Electing Opposites

If Joe Biden wins, it will continue the great American tradition of electing a new President who is the exact opposite of the last one.

Watching Biden and President Trump debate – or their interviews on 60 Minutes – was like watching beings from two planets.

They’re both white males in their 70s. Otherwise, everything about them is opposite.

Even their complexions and coloring are opposite. Trump’s face has a dark red hue; Biden is pale. Biden’s hair is white; Trump’s is described on Google as “flaxen.”

Their facial expressions are opposite. Trump tends to be angry, sometimes snarling; his grins fade fast. Biden smiles more and flashes his white choppers; his anger takes an injured, indignant tone.

They talk different. Trump is bombastic and aggressive; Biden’s stammer makes him more hesitant. Trump fires off verbal broadsides; Biden expounds at length and sometimes gets lost in the details.

If they were in your family, Trump would be your opinionated uncle and Biden, your indulgent grandfather.

Their political personas are opposites.

To his supporters, Trump is the angry avenging angel, out to end what he called in his Inaugural Address “this American carnage.” To his supporters, Biden is the soothing, empathetic figure, eager to gather Americans in a group hug.

One reason for Trump’s reelection troubles is his aggressive style. He’s always in your face, on Twitter and on the news. Some people just feel worn out by him.

Biden has a more soothing, even soporific, style. Even some Democrats find him boring, but they want to turn down the volume from the White House. 

Their life experiences are opposite. Trump is a showy, often-overextended businessman. Biden has been in government most of his life. Trump’s father was rich; Biden’s family struggled financially. Trump is the consummate political outsider; Biden, the consummate insider.

The contrast is no accident. One reason Biden came back from the political dead – remember, he was written off as late as last February – is that he presents such a clear alternative to Trump.
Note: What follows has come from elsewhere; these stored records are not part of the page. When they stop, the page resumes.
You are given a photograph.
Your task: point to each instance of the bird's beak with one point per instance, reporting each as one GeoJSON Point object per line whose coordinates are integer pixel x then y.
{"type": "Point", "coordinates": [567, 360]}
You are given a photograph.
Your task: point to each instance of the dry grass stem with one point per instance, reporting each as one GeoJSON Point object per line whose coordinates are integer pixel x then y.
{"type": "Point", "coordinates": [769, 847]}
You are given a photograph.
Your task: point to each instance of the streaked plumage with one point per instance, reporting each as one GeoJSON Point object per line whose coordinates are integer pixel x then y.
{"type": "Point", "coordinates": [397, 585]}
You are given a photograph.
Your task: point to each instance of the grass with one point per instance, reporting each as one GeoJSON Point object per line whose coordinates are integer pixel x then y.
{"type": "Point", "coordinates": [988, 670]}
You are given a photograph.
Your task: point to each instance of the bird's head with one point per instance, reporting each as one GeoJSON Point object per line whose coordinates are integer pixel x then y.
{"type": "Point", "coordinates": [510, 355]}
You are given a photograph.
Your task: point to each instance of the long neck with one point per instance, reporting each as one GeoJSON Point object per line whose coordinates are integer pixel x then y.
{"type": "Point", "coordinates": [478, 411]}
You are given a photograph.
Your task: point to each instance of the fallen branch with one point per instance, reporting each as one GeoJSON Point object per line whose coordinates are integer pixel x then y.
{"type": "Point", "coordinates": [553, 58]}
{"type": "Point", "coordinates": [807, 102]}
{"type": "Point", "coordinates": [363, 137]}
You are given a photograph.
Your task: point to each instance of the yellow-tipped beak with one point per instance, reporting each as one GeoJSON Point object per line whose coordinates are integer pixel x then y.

From the beginning, Americans have made a habit of trading in one model of President for a totally different model. As early as 1800, the first real contested election, we switched from New England patrician John Adams to Virginia slaveowner Thomas Jefferson. We haven’t stopped trading in the old model for a new one since.

In 1932, we traded in grim, dour Herbert Hoover for jaunty, confident FDR.

In 1960, we went from aging Ike to youthful JFK.

In 1976, we went from Richard Nixon and Watergate to Sunday School-teaching, “I’ll never lie to you” Jimmy Carter.

In 1980, we traded in a vacillating Carter for the resolute Ronald Reagan.

After eight years of Reagan, even his own Vice President, George W.H. Bush, promised to be “kinder and gentler.”

In 1992, Bush seemed out of touch with everyday Americans. Bill Clinton bit his lip and felt our pain.

In 2000, both Al Gore and George W. Bush presented a family-man contrast to Clinton’s scandals.

In 2008, we exchanged W’s from-the-gut style and tangled syntax with Obama’s cerebral cool and soaring oratory.

In 2016, we went from Obama to Trump.

If we bought cars like we pick Presidents, we’d have a family sedan for four years, then trade it in for a flashy sports car. Or we’d go from a Prius to a pickup truck.

This year, will we stick with the gold-plated Cadillac with flashy trim – or go for the Buick that dreams of being a Camaro?